Merehabilitasi mangrove dalam bentuk penanaman kembali tanaman mangrove (revegetasi) dalam skala luas dan masif (600.000 ha), bukanlah pekerjaan mudah dan mempunyai tingkat kesulitan sangat tinggi.
Salah dalam pemilihan lokasi dan pemilihan jenis yang ditanam akan berakibat fatal dan peluang untuk hidup dan berhasil makin kecil.
Secara teknis penanaman, rehabilitasi mangrove sangat berbeda jauh dengan rehabilitasi hutan di daratan.
Oleh karena itu, kualitas bibit atau anakan mangrove yang tinggi menjadi salah satu kunci keberhasilan penanaman mangrove, di samping pemilihan lokasi dan pemilihan jenis tanaman yang tepat.
Sebelum adanya BRGM yang fokus menangani mangrove, sebenarnya Kementerian Kehutanan (sekarang KLHK) telah lama dan bertahun-tahun melaksanakan kegiatan rehabilitasi mangrove melalui unit pelaksana teknis (UPT) di daerah, yakni Balai Pengelolaan DAS dan Hutan Lindung (BPDASHL yang ada di setiap provinsi) meskipun cakupan luas dan seberannya tidak semasif sekarang setelah adanya institusi BRGM.
Bahkan dahulu dibentuk adanya Balai Rehabilitasi Mangrove di Medan (Sumut) dan Denpasar (Bali) yang khusus ditugaskan untuk menangani kegiatan mangrove.
Namun sayang sistem MRV (monitoring, reporting dan verifikasi) yang dibangun oleh KLHK sangat lemah dan sulit diimplementasikan secara transparan.
Publik tidak mendapatkan gambaran utuh berapa sebenarnya luas mangrove (hektare) yang telah ditanam setelah dalam jangka waktu tertentu (5/10/15 tahun) berhasil tumbuh dengan baik dari luas (hektare) tanaman mangrove pada awal ditanam.
Selama ini, KLHK hanya merilis luas mangrove yang ditanam berikut dana/anggaran yang digelontorkan setiap tahunnya saja.
Sebagai contoh, KLHK melalui Ditjen Pengendalian DAS dan Hutan Lindung (sekarang Ditjen Pengendalian DAS dan Rehabilitasi Hutan/PDASRH), tahun 2020 melakukan penanaman mangrove seluas 15.000 hektare dengan nilai Rp 406,1 miliar di 34 provinsi di Indonesia.
Bukti empiris, saya mendalami tanaman mangrove lebih dari 5 (lima) tahun di Sinjai (Sulsel) dan Muna (Sultra) pada waktu masih bertugas di Balai Rehabilitasi Lahan dan Konservasi Tanah (sekarang BPDASHL) 1993-1999, setelah lima tahun sejak ditanam- keberhasilan luas tanaman mangrove tidak lebih dari 30 persen.
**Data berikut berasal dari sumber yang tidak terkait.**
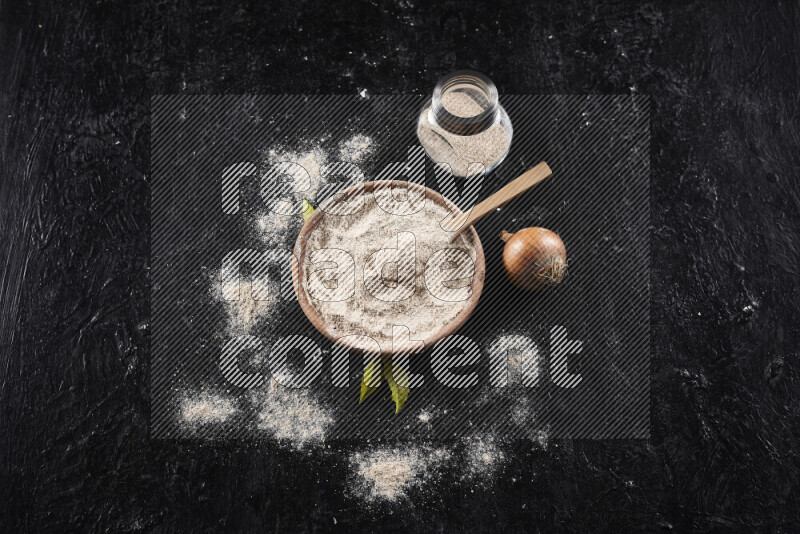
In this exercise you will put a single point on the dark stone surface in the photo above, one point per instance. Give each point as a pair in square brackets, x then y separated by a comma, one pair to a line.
[76, 80]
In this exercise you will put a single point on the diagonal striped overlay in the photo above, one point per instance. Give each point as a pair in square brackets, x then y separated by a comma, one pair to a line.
[572, 359]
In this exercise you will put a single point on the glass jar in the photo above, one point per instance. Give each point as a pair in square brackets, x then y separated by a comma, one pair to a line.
[463, 126]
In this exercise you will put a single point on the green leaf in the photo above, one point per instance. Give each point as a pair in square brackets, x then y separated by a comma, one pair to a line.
[397, 378]
[367, 386]
[308, 209]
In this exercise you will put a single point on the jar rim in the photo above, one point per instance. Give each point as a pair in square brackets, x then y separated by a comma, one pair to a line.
[465, 125]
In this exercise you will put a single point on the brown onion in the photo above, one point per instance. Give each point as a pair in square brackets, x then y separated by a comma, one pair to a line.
[534, 258]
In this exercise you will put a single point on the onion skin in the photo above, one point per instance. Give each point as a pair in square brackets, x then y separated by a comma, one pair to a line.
[534, 258]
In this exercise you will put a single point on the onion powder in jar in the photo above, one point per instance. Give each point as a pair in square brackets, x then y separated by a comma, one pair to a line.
[463, 126]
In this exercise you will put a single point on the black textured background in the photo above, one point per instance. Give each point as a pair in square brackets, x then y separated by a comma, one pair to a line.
[76, 81]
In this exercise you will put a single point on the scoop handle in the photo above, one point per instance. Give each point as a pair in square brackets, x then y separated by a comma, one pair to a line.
[510, 191]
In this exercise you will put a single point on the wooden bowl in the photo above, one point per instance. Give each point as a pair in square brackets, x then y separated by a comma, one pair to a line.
[300, 254]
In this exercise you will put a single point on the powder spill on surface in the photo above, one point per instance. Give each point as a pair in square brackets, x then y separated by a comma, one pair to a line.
[483, 457]
[292, 416]
[356, 148]
[206, 408]
[275, 227]
[390, 473]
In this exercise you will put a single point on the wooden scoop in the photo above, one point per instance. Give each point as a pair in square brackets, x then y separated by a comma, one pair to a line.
[525, 181]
Itu pun tumbuh secara sporadis dan tidak merata.
Bila terdapat kisah sukses dalam penanaman mangrove, biasanya dilakukan secara swadaya oleh masyarakat dengan luasan dalam skala kecil (kurang dari 10 hektare), dengan pemeliharaan, dan MRV yang sangat kuat dan ketat sehingga menjamin proses tumbuh dan keberhasilan penanaman mangrove.
Bukti nyata adalah penanaman mangrove di Desa Tongke-Tongke Kec. Sinjai Timur, Kab. Sinjai, Sulsel yang dilakukan oleh M. Thoyeb dan diganjar dengan penghargaan Kalpataru sebagai perintis lingkungan.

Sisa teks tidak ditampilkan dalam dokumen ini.